Comprovei in loco que a diversidade de tipos e estilos de malt whisky
faz com que os apreciadores encontrem um que satisfaça seu paladar e que,
caso isso não aconteça, há sempre um blended para desempenhar esse papel.
O centenário da dúvida
Completam-se exatos cem anos desde que foi criada a comissão britânica
para responder a pergunta What is Whisky? - o que é o uísque? Em 1906
o conselho de moradores de um subúrbio de Londres, perdendo a paciência,
entrou na justiça contra comerciantes que vendiam, como "whisky", uma
bebida que não obedecia aos atributos de qualidade, natureza e conteúdo
que eles requeriam. A exigência de uma definição legal não envolvia somente
adulterações. Também a proporção de destilado de cereais para destilado
de malte na mistura - o blend - exigia regras claras.
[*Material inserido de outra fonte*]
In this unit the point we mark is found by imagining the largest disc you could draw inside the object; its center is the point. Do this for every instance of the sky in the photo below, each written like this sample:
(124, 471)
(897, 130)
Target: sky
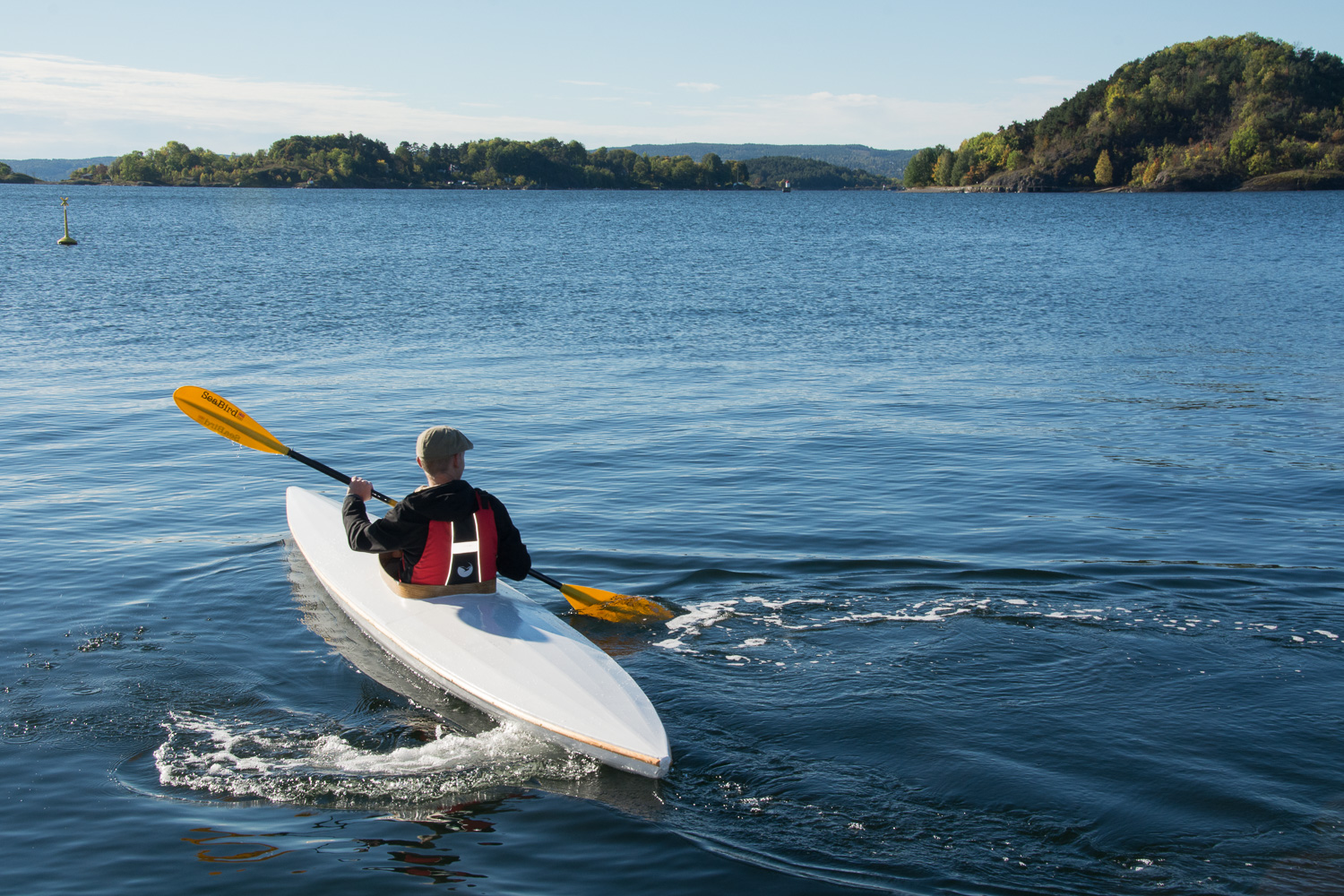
(104, 78)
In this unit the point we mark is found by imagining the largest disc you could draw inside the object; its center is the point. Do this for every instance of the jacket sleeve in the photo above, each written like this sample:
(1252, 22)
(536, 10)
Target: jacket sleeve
(390, 533)
(511, 556)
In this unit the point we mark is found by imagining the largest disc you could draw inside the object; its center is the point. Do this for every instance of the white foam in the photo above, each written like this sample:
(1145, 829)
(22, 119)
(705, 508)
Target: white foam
(298, 761)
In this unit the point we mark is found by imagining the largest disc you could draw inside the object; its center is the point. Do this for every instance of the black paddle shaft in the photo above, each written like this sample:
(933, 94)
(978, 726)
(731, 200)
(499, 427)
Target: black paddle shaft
(545, 578)
(335, 474)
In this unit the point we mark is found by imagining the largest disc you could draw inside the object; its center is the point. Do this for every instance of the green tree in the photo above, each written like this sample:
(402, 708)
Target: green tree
(1104, 174)
(919, 168)
(943, 168)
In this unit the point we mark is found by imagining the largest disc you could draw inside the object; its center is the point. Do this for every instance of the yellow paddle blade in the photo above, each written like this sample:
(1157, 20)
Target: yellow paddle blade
(612, 606)
(222, 417)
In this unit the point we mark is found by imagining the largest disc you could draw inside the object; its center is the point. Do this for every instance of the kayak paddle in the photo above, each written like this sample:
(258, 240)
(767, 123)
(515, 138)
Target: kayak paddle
(228, 419)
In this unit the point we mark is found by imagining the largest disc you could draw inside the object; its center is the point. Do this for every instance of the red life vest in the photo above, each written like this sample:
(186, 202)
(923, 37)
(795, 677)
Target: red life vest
(460, 551)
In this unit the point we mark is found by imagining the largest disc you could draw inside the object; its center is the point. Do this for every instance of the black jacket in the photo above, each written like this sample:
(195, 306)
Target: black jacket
(406, 527)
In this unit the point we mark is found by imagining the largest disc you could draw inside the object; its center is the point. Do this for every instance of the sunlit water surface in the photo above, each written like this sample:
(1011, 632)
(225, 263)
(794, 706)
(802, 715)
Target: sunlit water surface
(1005, 532)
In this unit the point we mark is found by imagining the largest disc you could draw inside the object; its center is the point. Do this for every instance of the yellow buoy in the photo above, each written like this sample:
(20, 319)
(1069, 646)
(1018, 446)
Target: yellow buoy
(65, 212)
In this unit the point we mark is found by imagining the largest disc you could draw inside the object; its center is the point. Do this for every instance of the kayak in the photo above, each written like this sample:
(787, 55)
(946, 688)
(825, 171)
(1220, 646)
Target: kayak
(503, 651)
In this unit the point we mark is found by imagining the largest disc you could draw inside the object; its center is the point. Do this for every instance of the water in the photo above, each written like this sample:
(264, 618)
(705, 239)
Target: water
(1005, 530)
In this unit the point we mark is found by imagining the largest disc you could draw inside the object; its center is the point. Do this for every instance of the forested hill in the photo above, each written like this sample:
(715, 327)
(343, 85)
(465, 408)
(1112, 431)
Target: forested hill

Alguns defendiam a idéia de que o uísque poderia ser feito de qualquer
cereal e que era importante reduzir, pela mistura, a aspereza do destilado
de malte, considerado até então um rude causador de enxaquecas. Como reação
a tal conceito, foi engarrafado pela primeira vez o uísque de malte puro
ou malt whisky, naquela época.
Três anos mais tarde surgiria um consenso, adequado para fins legais:
"aguardente obtida pela destilação do mosto de cereais, sacarificado pela
diástase do malte". Nas décadas seguintes o conceito sofreu adequações.
Aceita-se hoje que o destilado bruto deve ter álcool máximo de 95%, reduzido
posteriormente - por adição de água pura - para um mínimo de 40% e que
a passagem por barrica é, no mínimo, de três anos (e não oito, como pensam
alguns).
Acrescente-se a isso os conceitos de malt whisky, destilado somente da
cevada malteada, grain whisky, de uma mistura de cevada malteada com outros
cereais, e blended whisky, mistura dos dois anteriores.